= Dorchester College =

Defunct theological college in Dorchester, England

Dorchester Missionary College, also known as the Dorchester College of St Peter and St Paul for Foreign Missions, was a theological college in Dorchester, Oxfordshire.

==History==
Dorchester Missionary College, based in an eighteenth-century house extended for the purpose by George Gilbert Scott, was established in 1878 to train Anglican clergy to serve in the Church of England overseas. By 1903, the college was an associated theological college of Durham University. It closed in 1944 due to the recommendation by the Archbishops' commission to end missionary colleges.

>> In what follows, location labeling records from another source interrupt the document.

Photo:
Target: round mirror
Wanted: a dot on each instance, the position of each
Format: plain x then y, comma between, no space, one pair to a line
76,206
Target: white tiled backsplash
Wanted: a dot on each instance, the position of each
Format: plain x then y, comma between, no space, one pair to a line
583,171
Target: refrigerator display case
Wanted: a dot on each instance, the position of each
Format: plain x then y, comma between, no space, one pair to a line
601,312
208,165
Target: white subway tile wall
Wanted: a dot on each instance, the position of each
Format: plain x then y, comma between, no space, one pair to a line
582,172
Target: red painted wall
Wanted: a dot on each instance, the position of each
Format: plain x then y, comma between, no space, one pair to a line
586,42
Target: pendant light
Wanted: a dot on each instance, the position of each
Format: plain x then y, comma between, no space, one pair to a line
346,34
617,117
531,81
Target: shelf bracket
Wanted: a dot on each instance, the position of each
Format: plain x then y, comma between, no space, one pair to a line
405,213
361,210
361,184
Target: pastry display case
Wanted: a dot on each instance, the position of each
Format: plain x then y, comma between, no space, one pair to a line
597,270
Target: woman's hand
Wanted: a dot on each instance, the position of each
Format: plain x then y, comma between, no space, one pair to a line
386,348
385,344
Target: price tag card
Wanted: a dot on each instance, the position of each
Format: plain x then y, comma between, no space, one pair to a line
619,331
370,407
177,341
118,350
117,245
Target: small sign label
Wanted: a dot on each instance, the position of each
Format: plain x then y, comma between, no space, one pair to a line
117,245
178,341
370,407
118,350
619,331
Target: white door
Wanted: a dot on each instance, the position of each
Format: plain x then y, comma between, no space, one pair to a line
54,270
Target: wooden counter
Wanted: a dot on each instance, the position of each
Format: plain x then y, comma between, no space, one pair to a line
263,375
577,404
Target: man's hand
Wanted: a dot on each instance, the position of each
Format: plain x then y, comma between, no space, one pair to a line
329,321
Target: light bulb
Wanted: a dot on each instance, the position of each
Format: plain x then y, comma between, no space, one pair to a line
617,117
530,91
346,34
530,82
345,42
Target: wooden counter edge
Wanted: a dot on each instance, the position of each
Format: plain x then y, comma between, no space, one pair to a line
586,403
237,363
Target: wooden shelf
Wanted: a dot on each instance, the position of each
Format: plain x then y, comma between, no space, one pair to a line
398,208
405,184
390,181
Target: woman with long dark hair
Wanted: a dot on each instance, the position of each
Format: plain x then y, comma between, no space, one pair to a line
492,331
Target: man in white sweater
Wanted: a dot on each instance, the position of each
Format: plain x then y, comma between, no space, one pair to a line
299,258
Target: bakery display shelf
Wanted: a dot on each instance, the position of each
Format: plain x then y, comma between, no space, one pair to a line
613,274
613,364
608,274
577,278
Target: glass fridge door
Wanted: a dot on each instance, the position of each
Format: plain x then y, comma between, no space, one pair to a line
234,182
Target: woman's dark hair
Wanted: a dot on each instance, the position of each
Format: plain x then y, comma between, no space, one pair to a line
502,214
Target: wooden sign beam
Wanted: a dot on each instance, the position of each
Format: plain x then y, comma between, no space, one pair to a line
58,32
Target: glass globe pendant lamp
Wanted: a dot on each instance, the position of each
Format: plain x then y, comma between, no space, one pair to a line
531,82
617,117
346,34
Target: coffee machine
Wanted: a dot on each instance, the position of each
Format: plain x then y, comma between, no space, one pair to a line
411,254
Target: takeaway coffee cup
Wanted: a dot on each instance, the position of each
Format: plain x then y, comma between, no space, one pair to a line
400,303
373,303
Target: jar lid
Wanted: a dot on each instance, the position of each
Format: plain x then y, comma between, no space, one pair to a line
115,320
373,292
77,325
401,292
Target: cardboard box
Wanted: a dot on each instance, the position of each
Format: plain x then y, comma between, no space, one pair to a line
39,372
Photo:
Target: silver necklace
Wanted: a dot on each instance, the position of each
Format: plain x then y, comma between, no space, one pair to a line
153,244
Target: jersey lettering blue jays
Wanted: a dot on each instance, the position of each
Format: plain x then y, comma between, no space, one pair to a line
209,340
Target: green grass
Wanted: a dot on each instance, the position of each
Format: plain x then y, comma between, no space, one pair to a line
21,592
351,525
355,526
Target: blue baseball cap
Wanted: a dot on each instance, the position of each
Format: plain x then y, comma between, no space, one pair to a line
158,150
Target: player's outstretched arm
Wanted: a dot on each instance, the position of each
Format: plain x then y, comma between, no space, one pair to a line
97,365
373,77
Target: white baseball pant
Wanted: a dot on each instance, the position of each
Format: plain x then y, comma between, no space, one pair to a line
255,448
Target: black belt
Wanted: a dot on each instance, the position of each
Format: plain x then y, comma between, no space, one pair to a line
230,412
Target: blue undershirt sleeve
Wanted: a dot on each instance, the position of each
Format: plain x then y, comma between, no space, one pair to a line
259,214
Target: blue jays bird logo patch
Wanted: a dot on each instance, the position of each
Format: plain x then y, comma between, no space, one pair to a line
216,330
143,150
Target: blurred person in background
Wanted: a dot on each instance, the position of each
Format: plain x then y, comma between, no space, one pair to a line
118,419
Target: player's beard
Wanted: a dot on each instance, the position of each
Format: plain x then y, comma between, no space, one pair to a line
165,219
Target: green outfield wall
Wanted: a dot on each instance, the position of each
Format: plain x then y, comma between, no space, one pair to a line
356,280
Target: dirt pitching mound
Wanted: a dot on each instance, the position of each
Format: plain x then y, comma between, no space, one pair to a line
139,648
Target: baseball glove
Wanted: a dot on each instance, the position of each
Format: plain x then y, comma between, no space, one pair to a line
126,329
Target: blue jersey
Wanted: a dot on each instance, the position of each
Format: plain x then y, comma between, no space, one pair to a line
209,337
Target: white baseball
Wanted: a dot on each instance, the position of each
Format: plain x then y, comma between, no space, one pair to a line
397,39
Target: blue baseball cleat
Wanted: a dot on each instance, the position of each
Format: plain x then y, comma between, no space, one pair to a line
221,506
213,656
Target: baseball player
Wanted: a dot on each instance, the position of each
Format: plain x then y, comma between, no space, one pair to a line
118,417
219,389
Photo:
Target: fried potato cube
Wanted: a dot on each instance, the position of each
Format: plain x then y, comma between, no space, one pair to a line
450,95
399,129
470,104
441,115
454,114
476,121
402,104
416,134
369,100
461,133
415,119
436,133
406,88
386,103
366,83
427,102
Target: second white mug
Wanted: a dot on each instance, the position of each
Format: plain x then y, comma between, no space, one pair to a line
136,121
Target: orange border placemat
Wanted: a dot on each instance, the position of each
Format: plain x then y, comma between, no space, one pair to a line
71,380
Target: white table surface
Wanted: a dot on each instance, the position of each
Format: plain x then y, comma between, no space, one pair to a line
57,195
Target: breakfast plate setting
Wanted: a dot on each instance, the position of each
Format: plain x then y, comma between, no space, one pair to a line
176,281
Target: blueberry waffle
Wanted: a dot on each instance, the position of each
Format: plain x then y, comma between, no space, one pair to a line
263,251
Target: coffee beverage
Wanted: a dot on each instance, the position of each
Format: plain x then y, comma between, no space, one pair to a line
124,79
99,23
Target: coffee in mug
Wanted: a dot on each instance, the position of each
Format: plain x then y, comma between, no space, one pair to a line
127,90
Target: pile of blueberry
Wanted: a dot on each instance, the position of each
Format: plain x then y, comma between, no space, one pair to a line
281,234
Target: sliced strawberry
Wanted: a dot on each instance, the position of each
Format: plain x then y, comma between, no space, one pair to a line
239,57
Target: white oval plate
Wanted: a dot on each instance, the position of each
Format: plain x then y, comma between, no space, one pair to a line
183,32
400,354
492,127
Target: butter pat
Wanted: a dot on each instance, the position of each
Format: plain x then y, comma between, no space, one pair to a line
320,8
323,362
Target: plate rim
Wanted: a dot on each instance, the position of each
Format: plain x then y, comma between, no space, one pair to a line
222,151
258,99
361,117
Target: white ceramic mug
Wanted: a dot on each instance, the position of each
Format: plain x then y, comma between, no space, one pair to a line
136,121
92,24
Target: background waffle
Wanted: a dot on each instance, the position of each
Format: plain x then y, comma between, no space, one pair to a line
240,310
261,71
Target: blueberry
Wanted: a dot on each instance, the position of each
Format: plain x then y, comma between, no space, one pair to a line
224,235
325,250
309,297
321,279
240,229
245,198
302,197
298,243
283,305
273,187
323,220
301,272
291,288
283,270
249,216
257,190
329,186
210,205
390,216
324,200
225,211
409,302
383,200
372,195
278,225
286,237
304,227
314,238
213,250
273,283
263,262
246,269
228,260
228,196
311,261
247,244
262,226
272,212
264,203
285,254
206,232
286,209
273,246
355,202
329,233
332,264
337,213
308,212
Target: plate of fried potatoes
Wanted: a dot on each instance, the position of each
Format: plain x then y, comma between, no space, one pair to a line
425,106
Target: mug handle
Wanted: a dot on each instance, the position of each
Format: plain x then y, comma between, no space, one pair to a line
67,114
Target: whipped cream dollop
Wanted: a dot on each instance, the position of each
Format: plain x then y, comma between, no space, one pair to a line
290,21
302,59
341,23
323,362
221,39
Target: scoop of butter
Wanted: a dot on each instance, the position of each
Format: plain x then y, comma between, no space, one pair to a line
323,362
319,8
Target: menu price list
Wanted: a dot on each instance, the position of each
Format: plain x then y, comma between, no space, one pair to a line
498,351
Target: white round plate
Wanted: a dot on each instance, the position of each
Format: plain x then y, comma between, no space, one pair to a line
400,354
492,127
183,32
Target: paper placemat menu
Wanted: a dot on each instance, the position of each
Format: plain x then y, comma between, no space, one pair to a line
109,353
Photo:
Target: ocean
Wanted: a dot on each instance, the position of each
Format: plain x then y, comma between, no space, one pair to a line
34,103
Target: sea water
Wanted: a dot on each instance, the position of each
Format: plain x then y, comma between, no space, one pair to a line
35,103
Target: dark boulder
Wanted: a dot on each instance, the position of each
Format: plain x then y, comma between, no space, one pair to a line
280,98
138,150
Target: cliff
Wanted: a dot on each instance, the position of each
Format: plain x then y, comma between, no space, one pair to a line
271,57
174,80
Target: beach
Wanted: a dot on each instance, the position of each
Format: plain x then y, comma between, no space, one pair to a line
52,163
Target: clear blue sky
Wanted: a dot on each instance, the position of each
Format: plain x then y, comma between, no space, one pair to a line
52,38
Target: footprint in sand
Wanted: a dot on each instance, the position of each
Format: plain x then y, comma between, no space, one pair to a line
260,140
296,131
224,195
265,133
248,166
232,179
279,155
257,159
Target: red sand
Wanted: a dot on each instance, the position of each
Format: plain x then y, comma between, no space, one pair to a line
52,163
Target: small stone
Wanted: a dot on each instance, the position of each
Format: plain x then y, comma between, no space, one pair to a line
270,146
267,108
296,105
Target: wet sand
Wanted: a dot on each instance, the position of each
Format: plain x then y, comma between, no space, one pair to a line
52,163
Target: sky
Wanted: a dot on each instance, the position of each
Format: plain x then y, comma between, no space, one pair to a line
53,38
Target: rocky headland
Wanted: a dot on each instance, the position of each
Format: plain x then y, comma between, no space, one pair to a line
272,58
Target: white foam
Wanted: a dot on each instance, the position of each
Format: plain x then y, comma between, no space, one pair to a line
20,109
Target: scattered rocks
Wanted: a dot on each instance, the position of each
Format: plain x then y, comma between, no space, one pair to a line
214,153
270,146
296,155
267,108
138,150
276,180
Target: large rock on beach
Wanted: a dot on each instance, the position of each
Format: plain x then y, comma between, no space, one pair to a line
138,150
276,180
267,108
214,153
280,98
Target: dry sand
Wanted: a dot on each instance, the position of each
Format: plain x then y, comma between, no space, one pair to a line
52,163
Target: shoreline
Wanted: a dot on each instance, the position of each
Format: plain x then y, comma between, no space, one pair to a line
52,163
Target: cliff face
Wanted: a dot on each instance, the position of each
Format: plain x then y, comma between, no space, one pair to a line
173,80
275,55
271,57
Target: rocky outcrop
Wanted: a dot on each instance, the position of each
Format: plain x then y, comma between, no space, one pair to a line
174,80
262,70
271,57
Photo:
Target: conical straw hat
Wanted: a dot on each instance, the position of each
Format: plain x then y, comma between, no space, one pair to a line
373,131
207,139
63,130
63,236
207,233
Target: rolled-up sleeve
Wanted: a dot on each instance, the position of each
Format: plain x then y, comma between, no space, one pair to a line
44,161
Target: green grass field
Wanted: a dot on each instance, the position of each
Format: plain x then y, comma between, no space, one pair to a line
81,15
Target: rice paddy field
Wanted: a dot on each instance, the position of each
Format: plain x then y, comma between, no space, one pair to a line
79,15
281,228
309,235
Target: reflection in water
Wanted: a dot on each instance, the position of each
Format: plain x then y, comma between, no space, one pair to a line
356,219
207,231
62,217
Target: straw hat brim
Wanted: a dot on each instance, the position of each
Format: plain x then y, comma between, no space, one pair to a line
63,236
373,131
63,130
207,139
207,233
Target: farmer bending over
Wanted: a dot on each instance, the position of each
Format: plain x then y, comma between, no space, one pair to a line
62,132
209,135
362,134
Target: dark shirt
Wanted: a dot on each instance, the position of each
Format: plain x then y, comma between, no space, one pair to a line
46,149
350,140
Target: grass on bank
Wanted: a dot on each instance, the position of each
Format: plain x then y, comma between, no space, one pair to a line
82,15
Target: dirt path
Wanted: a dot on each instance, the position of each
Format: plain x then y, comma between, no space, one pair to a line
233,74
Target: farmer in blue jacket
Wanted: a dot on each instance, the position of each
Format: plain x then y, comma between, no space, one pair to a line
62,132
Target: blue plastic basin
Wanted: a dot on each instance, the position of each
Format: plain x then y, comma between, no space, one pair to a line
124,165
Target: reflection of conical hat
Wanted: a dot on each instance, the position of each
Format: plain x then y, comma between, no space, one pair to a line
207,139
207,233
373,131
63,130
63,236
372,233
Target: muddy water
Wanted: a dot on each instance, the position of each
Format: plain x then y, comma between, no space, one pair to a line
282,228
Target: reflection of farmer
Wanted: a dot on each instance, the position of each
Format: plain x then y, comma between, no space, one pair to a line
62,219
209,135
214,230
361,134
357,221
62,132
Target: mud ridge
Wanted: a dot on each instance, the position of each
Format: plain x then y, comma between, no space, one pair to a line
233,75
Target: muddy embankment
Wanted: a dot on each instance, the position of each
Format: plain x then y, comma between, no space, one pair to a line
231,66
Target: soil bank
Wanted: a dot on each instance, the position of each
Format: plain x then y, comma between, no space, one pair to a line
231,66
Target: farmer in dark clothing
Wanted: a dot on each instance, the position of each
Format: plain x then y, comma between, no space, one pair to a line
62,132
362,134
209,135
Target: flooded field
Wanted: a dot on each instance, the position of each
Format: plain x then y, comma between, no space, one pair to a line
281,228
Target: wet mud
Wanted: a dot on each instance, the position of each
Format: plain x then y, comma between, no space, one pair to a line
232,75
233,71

The college was then turned into an Orthodox Theological College to serve the Serbian Orthodox Church in the diaspora on the initiative of the Bishop of Gibraltar in Europe, the Right Reverend Harold Buxton. After World War II, the Bishop of Gibraltar went to visit an overcrowded refugee camp in the town of Eboli near Salerno, where he was moved by the devotion of the internees who fought the German occupiers and Tito-led communists in Yugoslavia. There, General Miodrag Damjanović introduced Serbian theologian Dimitrije Najdanović to the Bishop of Gibraltar in Europe. In turn, Najdanović and Buxton discussed with 40 students and priests the possibility of forming a clergy training college in Dorchester, seeing that a nucleus was there.

The college served its missionary purpose until the 1960s. The building was later converted for residential use.

The Old College is a Grade II listed building.